Une démarche plus évidente lorsque le robot a une forme humanoïde affirmée. Nous ne sommes alors pas loin de cette fameuse "vallée dérangeante", ce stade où selon le roboticien Masahiro Mori la ressemblance des "géminoïdes" par rapport à un être humain, avec les imperfections techniques qui subsistent en l'état actuel des progrès scientifiques provoque un malaise. En attendant que ce gap, cette vallée donc, soit franchis. Nul doute qu'il y a aussi un peu de ce sentiment lorsque l'on assiste à une représentation théâtrale d'Oriza Hirata. Avec ce metteur en scène, les robots "jouent" avec les acteurs, leurs donnent la réplique, mais c'est surtout leur "être" — la texture de leur "peau", les vêtements, leur posture, leur présence, leurs expressions du visage — qui trouble des spectateurs. C'est particulièrement flagrant dans la pièce intitulée Les Trois Sœurs version Androïde, histoire dans laquelle une des sœurs mortes a été remplacée par un androïde par son père chercheur en robotique, ainsi que dans Sayonara ver.2 qui dévoile le morne quotidien d'une jeune malade assistée d'un robot humanoïde lui récitant de la poésie… Et dans son adaptation théâtrale de La Métamorphose de Kafka, le personnage se transforme bien évidemment en robot et non pas en cancrelat !

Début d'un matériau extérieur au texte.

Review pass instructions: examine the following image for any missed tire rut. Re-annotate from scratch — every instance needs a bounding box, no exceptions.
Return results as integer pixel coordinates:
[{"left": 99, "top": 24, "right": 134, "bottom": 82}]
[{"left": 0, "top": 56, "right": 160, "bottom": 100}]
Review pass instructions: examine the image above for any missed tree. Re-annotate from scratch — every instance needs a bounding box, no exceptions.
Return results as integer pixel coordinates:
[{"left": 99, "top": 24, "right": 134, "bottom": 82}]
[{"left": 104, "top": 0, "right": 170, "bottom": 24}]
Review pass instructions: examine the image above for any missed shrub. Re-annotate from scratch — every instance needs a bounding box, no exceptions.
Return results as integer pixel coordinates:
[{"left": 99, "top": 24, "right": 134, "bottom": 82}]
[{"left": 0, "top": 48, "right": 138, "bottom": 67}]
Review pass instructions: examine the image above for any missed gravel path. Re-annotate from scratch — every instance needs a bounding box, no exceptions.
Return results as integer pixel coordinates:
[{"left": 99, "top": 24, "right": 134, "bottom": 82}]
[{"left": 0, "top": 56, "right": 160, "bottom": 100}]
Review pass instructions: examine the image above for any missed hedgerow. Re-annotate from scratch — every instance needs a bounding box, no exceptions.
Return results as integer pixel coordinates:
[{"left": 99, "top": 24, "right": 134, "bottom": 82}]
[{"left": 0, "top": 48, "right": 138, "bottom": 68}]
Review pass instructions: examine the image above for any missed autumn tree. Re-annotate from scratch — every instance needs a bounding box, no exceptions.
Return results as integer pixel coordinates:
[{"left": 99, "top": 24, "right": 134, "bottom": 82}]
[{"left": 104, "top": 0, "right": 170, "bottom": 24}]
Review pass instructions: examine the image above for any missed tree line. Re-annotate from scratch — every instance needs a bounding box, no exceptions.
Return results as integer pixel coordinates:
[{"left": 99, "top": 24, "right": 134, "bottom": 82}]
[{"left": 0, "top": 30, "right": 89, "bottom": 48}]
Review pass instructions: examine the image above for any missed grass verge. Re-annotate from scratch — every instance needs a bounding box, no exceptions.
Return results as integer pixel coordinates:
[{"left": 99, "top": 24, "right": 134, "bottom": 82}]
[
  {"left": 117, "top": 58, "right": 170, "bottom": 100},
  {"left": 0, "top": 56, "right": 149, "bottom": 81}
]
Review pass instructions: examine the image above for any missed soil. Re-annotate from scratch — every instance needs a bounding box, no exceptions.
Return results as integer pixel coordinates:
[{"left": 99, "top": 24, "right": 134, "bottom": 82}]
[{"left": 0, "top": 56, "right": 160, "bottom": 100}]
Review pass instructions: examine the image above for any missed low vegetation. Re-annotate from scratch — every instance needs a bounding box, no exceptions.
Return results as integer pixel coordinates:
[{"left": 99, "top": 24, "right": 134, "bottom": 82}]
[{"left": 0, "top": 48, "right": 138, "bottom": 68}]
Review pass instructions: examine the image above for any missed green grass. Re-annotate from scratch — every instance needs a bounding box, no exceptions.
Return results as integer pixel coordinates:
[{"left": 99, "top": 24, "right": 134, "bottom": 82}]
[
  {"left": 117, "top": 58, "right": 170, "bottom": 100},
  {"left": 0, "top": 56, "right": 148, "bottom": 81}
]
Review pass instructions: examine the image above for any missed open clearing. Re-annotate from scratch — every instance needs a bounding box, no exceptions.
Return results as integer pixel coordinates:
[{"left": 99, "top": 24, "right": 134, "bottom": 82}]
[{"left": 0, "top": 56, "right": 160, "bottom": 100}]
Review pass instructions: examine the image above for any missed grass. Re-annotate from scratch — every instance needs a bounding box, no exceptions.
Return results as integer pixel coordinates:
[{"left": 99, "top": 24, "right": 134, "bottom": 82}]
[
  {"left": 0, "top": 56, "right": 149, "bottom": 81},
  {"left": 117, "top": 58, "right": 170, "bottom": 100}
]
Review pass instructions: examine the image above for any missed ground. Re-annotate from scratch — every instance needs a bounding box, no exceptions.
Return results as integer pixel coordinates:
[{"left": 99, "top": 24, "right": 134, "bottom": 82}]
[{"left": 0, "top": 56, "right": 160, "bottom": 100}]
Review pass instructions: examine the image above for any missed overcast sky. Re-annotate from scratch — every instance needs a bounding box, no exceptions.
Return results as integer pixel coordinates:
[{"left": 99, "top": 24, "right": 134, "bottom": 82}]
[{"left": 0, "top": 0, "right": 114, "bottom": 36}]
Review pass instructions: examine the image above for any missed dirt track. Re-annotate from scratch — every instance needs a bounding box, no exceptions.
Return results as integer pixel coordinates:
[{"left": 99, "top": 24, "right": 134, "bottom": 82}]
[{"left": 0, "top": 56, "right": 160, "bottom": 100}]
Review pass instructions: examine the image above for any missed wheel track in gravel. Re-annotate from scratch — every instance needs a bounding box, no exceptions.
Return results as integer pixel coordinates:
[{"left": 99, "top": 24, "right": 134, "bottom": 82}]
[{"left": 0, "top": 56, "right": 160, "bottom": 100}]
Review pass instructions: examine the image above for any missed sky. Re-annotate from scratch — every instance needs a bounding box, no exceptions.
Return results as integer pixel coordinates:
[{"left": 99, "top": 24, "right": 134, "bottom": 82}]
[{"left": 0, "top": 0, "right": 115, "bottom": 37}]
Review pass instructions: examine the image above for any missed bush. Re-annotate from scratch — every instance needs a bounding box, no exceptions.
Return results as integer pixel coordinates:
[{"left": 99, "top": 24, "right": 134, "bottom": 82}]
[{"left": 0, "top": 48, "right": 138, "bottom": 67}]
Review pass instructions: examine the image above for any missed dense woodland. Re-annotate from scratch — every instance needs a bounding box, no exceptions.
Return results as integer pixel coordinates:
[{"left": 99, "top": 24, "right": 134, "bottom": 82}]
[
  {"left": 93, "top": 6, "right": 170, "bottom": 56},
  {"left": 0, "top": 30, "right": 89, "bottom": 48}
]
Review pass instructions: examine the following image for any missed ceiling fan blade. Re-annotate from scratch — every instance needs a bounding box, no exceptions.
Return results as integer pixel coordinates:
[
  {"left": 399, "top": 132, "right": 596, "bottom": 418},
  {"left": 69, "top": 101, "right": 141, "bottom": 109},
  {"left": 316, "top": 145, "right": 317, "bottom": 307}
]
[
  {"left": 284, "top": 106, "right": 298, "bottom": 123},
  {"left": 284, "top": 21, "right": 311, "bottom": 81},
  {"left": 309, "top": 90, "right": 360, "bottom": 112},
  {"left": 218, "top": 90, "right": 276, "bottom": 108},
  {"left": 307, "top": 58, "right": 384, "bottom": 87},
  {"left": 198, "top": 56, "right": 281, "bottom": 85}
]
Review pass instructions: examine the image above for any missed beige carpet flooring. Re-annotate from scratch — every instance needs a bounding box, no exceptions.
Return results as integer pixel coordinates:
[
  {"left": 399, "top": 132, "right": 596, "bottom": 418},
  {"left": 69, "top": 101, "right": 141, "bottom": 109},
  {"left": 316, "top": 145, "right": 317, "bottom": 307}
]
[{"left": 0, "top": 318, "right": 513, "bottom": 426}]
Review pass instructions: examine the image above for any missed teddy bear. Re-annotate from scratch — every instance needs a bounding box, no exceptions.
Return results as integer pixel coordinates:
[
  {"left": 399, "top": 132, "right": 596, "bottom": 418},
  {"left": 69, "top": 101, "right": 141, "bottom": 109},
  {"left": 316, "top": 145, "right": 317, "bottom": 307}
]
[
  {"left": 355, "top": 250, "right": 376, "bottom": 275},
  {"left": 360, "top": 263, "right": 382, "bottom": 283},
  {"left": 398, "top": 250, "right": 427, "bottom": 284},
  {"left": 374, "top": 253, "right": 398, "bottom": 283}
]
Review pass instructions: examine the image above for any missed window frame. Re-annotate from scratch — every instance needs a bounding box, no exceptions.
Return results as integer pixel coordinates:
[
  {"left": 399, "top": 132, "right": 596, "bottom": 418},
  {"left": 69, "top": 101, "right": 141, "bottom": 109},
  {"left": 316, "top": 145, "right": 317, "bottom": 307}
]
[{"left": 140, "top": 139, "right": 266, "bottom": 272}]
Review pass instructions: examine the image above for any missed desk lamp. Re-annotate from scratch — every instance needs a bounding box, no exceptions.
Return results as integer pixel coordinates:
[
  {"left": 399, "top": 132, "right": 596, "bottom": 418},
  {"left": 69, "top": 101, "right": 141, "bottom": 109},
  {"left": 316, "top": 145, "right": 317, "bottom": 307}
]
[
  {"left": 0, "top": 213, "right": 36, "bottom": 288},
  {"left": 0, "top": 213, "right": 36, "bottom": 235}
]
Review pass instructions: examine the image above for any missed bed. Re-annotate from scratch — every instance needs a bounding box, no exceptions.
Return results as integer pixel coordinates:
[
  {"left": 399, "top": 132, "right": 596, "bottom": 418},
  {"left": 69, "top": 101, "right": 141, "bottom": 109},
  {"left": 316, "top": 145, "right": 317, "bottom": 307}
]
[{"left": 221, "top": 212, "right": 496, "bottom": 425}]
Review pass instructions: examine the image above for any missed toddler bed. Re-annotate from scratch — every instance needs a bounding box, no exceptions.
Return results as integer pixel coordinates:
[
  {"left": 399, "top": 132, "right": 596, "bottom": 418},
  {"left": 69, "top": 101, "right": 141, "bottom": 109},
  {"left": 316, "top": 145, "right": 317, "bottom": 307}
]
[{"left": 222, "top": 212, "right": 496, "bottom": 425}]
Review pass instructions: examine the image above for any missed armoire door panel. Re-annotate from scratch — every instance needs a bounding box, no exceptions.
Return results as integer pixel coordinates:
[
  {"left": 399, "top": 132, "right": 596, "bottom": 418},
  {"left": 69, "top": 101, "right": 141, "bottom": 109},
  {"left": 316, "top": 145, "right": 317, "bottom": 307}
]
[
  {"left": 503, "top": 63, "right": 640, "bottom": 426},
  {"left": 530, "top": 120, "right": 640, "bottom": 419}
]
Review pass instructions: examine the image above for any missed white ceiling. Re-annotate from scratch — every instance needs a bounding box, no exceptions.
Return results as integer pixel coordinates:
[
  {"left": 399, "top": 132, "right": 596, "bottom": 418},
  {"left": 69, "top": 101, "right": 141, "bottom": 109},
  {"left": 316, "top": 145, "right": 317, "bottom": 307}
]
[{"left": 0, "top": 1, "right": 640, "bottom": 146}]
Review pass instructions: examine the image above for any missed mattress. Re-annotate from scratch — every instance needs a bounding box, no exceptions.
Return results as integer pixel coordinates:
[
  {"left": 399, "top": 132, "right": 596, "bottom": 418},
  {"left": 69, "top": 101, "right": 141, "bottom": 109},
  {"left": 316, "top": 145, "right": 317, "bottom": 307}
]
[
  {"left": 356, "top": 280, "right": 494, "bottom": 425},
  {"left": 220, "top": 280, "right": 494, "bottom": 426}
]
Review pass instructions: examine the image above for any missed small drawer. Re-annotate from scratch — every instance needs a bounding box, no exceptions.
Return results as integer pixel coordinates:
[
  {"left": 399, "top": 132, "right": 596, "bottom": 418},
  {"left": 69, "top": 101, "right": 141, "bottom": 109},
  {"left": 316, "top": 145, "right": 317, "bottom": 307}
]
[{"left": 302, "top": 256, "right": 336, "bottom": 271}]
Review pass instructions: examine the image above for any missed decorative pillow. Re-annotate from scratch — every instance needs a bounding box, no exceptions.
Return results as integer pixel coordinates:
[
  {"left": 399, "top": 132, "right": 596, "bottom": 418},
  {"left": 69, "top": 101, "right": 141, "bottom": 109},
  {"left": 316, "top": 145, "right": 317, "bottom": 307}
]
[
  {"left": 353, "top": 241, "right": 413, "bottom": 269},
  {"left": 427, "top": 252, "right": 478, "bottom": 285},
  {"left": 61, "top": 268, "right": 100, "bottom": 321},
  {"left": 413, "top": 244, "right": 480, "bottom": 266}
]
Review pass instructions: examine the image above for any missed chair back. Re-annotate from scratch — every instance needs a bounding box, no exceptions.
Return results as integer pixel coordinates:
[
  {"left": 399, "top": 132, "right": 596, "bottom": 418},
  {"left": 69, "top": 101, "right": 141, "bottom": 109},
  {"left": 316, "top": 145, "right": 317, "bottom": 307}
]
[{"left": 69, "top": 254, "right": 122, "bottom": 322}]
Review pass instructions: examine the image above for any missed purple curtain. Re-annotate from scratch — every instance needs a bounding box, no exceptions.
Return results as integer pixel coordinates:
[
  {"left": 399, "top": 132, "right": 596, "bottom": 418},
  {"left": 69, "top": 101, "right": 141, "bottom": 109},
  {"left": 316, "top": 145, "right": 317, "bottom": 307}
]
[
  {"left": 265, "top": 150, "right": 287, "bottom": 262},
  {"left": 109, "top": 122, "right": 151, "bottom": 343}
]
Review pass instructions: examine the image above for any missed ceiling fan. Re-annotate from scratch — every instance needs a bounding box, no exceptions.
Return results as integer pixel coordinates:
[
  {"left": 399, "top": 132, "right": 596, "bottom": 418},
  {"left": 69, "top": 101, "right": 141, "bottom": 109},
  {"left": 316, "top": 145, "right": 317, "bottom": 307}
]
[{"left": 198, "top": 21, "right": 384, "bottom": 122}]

Dans un autre genre, les "cyber-dolls" de France Cadet, qui a également réalisé des installations-performances avec des robots-chiens, sont aussi troublantes par leur charge érotique soft; même si elles restent dans l'univers virtuel de la 3D et des projections holographiques. Point commun de ces différentes créations robotiques, la forme humanoïde donc, mais d'autres options sont possibles. Ainsi, pour son installation baptisée Sans Objet (2014), le chorégraphe Aurélien Bory (Cie 111) a choisi de dissimuler son robot sous une bâche noire. Du coup, ses mouvements provoquent des plis accidentels de la matière plastique qui se transforme en sculpture mouvante. Pour ses ballets mécaniques, Peter William Holden choisi de structurer ses dispositifs autour de quelques éléments centraux, et non pas d'un robot entier : des bras et des jambes de mannequins pour Arabesque, des chaussures et des pieds mécaniques pour Solenoid, des mains et des armatures métalliques pour Vicious Circle, des chapeaux et des tubulures articulées pour The Invisible. Enfin, pour Grace State Machine (2007-09), Bill Vorn (encore !) a choisi une simple structure qui oscille, se contracte et se déplie selon les interventions de la danseuse Emma Howes et l'artiste Jonathan Villeneuve.
Orchestrer La Perte / Perpetual Demotion de Projet EVA (Simon Laroche & David Szanto) est également un dispositif "mécatronique" assez simple : quelques tubes et engrenages agencés sur un trépied posé sur une simple table en bois. Son originalité tient au fait qu'il sollicite la participation du public : celui-ci se voit donner la becquée ! Un bras prolongé par une cuillère fait une offrande comestible à chaque visiteur qui le souhaite. Avec Loops Of Relation (2013) de Mélanie du Preez, ce n'est pas une cuillère, mais un couteau qui se trouve au bout d'un bras mécanique. Un dispositif qui évoque (au ralenti) une autre scène d'Aliens, le retour, lorsque l'androïde Bishop pratique le jeu du couteau avec un membre de l'équipage… Mais dans la réalité les androïdes ne sont pas légion et les créatures chimériques de Boston Dynamics ne sont encore que de curieux prototypes. À part des jouets de luxe du type Nao ou Aibo, l'immense majorité des robots ne sont que des petits automates pour l'électroménager, ou des chariots automatiques et des bras articulés pour l'industrie.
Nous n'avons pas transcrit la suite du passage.